Learning Objectives
Use the framework available in VisualSim to create a multi-core processor design for the following objectives:
- Determine the accurate sizing of the hardware components (speed and buffering requirements).
- Evaluate the performance improvement between a single and dual processor system.
- Evaluate different Cache/SDRAM data access schemes.
- Find the average response time of the system for various application rates.
- Optimize the application on the target architecture.
Design Methodology
The block diagram of this system is shown in Figure 1. The system has two identical cores on a shared bus with a cache and SRAM.
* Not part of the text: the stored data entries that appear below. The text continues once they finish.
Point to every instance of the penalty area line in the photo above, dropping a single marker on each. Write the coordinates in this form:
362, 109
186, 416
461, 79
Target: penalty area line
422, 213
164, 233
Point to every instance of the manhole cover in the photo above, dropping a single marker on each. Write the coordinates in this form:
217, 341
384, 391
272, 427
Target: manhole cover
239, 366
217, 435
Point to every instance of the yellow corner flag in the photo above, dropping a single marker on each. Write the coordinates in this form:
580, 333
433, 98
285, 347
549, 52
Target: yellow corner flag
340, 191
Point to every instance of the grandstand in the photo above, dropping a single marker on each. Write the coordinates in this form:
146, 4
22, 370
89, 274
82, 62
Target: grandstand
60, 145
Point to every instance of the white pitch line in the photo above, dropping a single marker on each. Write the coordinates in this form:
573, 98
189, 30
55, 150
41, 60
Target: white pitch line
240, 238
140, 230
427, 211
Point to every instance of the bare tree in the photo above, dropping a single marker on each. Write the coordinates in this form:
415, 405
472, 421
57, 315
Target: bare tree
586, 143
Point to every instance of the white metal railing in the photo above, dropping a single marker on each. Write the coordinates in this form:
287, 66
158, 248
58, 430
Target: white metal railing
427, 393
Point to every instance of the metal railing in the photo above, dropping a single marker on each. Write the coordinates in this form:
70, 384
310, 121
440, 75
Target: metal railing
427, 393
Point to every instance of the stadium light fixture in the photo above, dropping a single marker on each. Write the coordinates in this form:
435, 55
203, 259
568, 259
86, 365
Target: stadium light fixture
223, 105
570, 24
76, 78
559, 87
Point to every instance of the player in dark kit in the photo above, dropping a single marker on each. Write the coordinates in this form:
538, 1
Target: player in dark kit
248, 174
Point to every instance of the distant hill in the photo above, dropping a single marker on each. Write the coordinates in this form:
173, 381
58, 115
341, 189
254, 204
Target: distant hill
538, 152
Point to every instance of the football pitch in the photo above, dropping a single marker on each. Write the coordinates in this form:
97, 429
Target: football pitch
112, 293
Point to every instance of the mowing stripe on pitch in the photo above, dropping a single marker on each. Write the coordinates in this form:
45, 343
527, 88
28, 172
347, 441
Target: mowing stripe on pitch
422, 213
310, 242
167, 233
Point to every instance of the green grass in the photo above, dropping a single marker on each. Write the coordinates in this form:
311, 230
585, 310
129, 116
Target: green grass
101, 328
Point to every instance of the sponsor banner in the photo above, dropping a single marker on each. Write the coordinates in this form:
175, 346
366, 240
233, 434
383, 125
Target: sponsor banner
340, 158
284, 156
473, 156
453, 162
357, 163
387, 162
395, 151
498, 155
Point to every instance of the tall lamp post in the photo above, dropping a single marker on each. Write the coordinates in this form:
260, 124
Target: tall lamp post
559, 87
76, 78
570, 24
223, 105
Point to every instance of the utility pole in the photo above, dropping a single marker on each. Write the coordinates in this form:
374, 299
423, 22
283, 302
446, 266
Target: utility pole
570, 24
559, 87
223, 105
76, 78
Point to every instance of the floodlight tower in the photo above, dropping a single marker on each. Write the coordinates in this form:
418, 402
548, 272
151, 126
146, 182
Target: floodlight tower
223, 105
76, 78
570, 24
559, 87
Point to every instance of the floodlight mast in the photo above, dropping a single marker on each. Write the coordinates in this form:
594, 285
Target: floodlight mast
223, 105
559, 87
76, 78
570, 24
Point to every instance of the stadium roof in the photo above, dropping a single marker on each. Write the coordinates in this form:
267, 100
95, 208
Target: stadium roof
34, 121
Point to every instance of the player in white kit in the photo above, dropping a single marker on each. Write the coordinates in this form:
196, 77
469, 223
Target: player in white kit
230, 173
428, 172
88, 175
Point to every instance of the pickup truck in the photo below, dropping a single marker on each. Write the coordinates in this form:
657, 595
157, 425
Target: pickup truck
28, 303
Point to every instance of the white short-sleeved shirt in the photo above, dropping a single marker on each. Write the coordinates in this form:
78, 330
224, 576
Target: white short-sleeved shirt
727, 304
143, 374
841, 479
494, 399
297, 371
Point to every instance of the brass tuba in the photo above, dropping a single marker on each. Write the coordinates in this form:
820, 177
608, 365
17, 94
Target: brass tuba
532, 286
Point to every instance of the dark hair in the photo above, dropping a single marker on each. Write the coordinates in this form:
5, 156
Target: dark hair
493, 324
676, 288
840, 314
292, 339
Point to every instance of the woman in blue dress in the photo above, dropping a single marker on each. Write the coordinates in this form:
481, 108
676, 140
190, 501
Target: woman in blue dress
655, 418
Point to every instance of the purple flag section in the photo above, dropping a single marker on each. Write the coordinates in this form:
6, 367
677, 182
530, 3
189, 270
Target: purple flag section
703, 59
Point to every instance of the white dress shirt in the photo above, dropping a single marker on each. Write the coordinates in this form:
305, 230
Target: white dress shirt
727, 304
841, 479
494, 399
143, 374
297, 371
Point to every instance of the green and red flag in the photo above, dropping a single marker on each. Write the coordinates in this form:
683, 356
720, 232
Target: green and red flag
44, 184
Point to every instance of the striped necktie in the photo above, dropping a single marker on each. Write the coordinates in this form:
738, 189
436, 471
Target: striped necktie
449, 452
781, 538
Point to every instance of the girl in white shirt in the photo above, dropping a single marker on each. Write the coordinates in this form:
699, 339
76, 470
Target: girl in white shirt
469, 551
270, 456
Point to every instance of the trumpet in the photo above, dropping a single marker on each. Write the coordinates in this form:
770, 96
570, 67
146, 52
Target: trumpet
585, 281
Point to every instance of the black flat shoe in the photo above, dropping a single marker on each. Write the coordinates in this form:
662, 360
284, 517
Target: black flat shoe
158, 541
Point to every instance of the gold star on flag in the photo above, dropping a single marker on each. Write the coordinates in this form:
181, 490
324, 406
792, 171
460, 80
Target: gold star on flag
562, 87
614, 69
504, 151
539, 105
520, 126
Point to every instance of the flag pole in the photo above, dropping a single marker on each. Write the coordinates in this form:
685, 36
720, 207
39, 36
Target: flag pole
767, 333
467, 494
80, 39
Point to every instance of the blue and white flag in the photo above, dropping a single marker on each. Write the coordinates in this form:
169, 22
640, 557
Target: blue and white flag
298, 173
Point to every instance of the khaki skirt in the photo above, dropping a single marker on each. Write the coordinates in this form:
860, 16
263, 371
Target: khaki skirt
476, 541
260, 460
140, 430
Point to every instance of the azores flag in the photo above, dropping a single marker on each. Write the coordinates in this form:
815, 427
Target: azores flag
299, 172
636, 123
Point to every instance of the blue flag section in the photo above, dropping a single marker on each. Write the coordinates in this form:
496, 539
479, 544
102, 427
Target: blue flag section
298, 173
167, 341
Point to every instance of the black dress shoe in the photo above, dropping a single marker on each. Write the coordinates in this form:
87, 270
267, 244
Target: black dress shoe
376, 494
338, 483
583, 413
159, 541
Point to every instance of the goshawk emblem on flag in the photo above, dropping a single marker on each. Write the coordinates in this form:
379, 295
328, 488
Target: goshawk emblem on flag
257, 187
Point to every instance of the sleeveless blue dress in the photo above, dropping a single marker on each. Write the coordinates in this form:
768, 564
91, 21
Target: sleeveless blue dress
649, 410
Figure 1: Dual Processor Design Block Diagram
The system supports the following possible tasks:
- CPU has the data for processing transactions without accessing external memory.
- The CPU has to access data on the Cache to complete the processing of transactions.
The latency of tasks depends on the accessibility of data for
processing of transactions. The data may be available at the CPU or
cache or RAM.
In this modeling exercise we assume, CPU has the data 60% of the time
and remaining 40% of the time it must access from external Cache.
- The initial inter-arrival rate between the arriving transactions is 1.0 seconds.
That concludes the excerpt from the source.